Roma, 27 ott — «Lei scrive che per screditarla l’hanno definita anche omosessuale e che lei non è omosessuale. Ma nel 2021 crede che sia un discredito essere gay? Excusatio non petita?»: è la domandina-stoccata posta da Lilli Gruber a Luigi Di Maio, ospite alla puntata di ieri della trasmissione Otto e mezzo su La7. Quesito buttato lì a bruciapelo, in fin di serata, che ha fatto non poco annaspare il ministro degli Esteri.

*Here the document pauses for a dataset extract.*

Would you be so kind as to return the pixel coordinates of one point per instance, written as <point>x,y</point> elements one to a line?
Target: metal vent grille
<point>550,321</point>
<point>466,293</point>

La Gruber incastra Di Maio con la frase sui gay

La dichiarazione che smentisce la presunta omosessualità di Di Maio è contenuta nel libro autobiografico Un amore chiamato politica, in uscita oggi nelle librerie. Un’occasione ghiotta per fare della sana polemica in salsa politicamente corretta e incastrare Giggino: e la Gruber non se l’è lasciata scappare. Di Maio si agita, prende tempo, annaspa, fa mille faccette. «Prendo la domanda come provocatoria per risponderle. Io nel libro ho detto che non mi sono offeso, ma semplicemente che era una notizia non vera e che io sono eterosessuale e felicemente fidanzato».

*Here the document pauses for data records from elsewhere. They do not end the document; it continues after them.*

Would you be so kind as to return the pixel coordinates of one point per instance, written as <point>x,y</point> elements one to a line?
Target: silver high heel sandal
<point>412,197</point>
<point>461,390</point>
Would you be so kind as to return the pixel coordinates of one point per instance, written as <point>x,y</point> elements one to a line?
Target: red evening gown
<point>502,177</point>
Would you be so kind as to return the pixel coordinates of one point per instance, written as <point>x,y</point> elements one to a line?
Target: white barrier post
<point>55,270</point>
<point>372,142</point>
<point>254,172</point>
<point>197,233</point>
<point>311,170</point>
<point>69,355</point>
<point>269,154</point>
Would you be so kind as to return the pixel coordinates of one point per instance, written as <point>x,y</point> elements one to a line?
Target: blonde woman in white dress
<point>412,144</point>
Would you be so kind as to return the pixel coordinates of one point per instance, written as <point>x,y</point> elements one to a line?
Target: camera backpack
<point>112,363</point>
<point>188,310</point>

“Mi attaccarono dicendo che ero gay”

La Gruber lo mette all’angolo, non senza malizia: «Eppure lei dice che hanno usato questa cosa per attaccarla». Di Maio fa uno sforzo disperato: «Certo nella campagna elettorale 2018, diversi personaggi della politica e del giornalismo», spiega: «Ce lo ricordiamo tutti quel passaggio, fu usato con discredito anche se secondo me non era una offesa. L’ho scritto per raccontare fin dove si spinge la politica nell’utilizzare temi che hanno una sua dignità per offendere un proprio oppositore». Il siparietto si chiude con la giornalista alto atesina che ribadisce come «nel 2021 non si possa screditare una persona dicendo che è gay», con Di Maio che annuisce suo malgrado, dichiarandosi concorde.